Die hebben trouwens nog een andere, maar wel heel belangrijke rol: de landelijke afspraken die op sociaaleconomisch gebied – bijvoorbeeld over duurzame inzetbaarheid – binnen de SER worden gemaakt, krijgen zo aan de cao-tafel nadere invulling. De vakbond is daar namelijk niet alleen spreker namens de medewerkers, maar zit er ook als vertegenwoordiger van het gezamenlijke, landelijke beleid, zeg maar ‘de polder’. Die verbinding met het landelijk beleid ontbreekt bij alternatieve bonden, want die zijn geen partij bij de SER. Dat geldt natuurlijk ook voor onderhandelingen over arbeidsvoorwaardenregelingen: die komen immers met de OR tot stand. En bovendien, zelfs als de OR als aangewezen vertegenwoordiger van het personeel optreedt, borrelen toch vaak vragen op over de representativiteit…
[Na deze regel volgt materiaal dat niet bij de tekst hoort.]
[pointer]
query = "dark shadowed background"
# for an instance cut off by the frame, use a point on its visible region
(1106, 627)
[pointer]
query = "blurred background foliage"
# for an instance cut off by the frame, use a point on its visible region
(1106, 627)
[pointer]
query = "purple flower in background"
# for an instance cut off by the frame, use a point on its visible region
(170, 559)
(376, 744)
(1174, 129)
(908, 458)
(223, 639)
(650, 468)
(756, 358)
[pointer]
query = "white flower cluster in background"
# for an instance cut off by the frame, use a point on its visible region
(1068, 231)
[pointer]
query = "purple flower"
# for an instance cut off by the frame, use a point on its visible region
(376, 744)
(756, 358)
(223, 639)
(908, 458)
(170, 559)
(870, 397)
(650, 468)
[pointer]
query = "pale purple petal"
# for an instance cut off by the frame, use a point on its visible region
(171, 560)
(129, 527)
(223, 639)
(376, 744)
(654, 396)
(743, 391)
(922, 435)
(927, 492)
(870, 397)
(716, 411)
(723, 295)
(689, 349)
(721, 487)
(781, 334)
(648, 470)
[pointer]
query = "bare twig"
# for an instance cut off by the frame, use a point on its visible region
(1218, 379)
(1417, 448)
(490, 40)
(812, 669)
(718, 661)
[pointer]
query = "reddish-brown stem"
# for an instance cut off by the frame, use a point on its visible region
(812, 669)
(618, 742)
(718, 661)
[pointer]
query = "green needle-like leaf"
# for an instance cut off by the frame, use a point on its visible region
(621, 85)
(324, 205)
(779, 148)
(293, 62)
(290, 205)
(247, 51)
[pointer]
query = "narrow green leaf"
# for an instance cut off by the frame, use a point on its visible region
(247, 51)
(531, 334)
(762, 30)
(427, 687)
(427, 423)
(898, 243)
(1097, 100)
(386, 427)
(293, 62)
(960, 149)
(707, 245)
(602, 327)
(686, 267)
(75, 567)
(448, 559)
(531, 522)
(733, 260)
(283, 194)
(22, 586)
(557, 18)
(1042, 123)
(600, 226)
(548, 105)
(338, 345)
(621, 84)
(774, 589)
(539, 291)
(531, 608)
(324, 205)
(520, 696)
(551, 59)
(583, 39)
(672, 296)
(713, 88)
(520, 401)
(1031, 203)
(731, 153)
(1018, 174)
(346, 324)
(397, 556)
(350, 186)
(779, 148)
In zee gaan met andere bonden dan de traditionele bonden (of met de OR) is niet uit den boze, maar vraagt wel om een zorgvuldige afweging. Let er bijvoorbeeld op dat een raadpleging van medewerkers niet altijd helpt. U weet als werkgever dan weliswaar wat medewerkers willen, maar dan? Bent u bereid uw eigen inzet daarvan af te laten hangen?
En wees alert op de belangen als er een nieuwe bond aanschuift. Heeft die gesprekspartner er zelf – financieel – belang bij dat er snel (of juist langzaam) een cao tot stand komt? Hoe beïnvloedt dat het draagvlak voor afspraken onder de medewerkers? En voelen de medewerkers zich nu werkelijk zo goed vertegenwoordigd door die ‘nieuwe’ vakbond?
Het is begrijpelijk dat er vragen ontstaan rond een systeem dat al 100 jaar functioneert. Toch biedt dat systeem voldoende mogelijkheden om te moderniseren zonder de structuren te moeten wijzigen. Het mag zo zijn dat de frustratie (aan twee kanten) zó hoog oploopt dat je liever even een andere gesprekspartner hebt. Dan helpt het om te weten waar medewerkers behoefte aan hebben én om met elkaar te kijken naar gemeenschappelijke belangen – in plaats van standpunten. Als de emotie is gezakt, vinden partijen elkaar wel. Want zonder wrijving geen glans.